I completly agree with this.
In the past, my yo-yoing has ALWAYS been from a combination of these things: 1) Not weighing myself 2) Just plain eating more - like to the point where I can't remember the last time I felt super hungry 3) Stopping exercise, although I don't see gains with JUST this one. I have to be eating more too
I suppose I am one of those people who is getting back on track since I was basically taking a break for the past month. For me, this break helped me more than anything. I can look back and say, gee, I only lost about a pound or two since mid December and get all depressed, but I am trying to focus on the good part of not gaining. I feel really, really motivated to get back on track now and I'm down a pound this past week of being back on plan - which was huge for me because I FINALLY got out of the 140's!!!
I've lost and regained in the past...but I feel good about this round of weightloss because I feel like I am eating and exercising in a way that is sustainable. Sustainability is really key - you have to be honest with yourself. I know I am never going to be someone who gets up at 5 AM and goes to the gym every day, so why should I try to lose weight this way when I know I won't keep it up and it will make me miserable? I can keep up running a few times a week and making it to a yoga class or two, so that's what I am striving towards.
I'm doing the same with my eating...I eat a pretty healthy vegetarian diet as it is, so I am just trying to eat less and get into the habit of "working in" the junk food. I love pizza so I have it every week, but I have one or two slices with a giant salad (sometimes I even I buy it by the slice from Whole Foods, so there are no leftovers to eat for days).

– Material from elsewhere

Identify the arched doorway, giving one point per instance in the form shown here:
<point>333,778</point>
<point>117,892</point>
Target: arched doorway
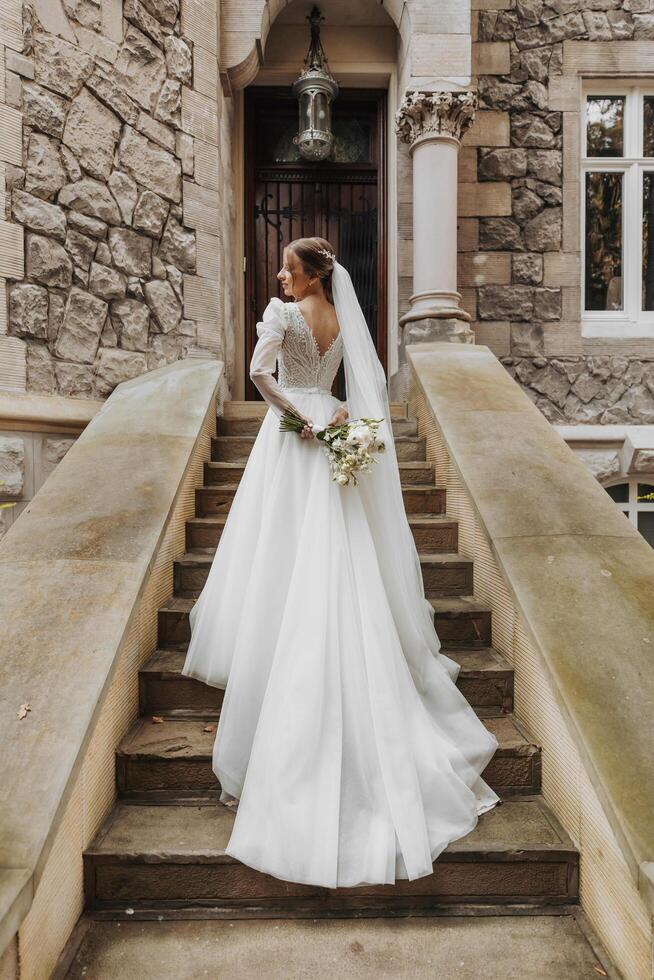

I think working in the sweets/treats can help not feeling deprived...but I know you have problems with binging and I am not all that familliar with whether this works for that. But mentally, I feel so much better eating soup or a salad or something light knowing I am going to be eating something I really enjoy later. I just try to balance the day and the week...you can balance it all with exercise too.
Another thing that motivates me is, I really do want to live a long healthy life. I want to eat healthy so I can age healthfully and feel good every day. I took at my parents (in their early 60's) and they are so out of shape I don't ever want to end up like that! It really motivates me to keep moving and eat right.
Good luck and stay positive. It's only weight loss, and like you said your clothes still fit and you are still in the healthy weight range. You'll get back on track, have faith in yourself!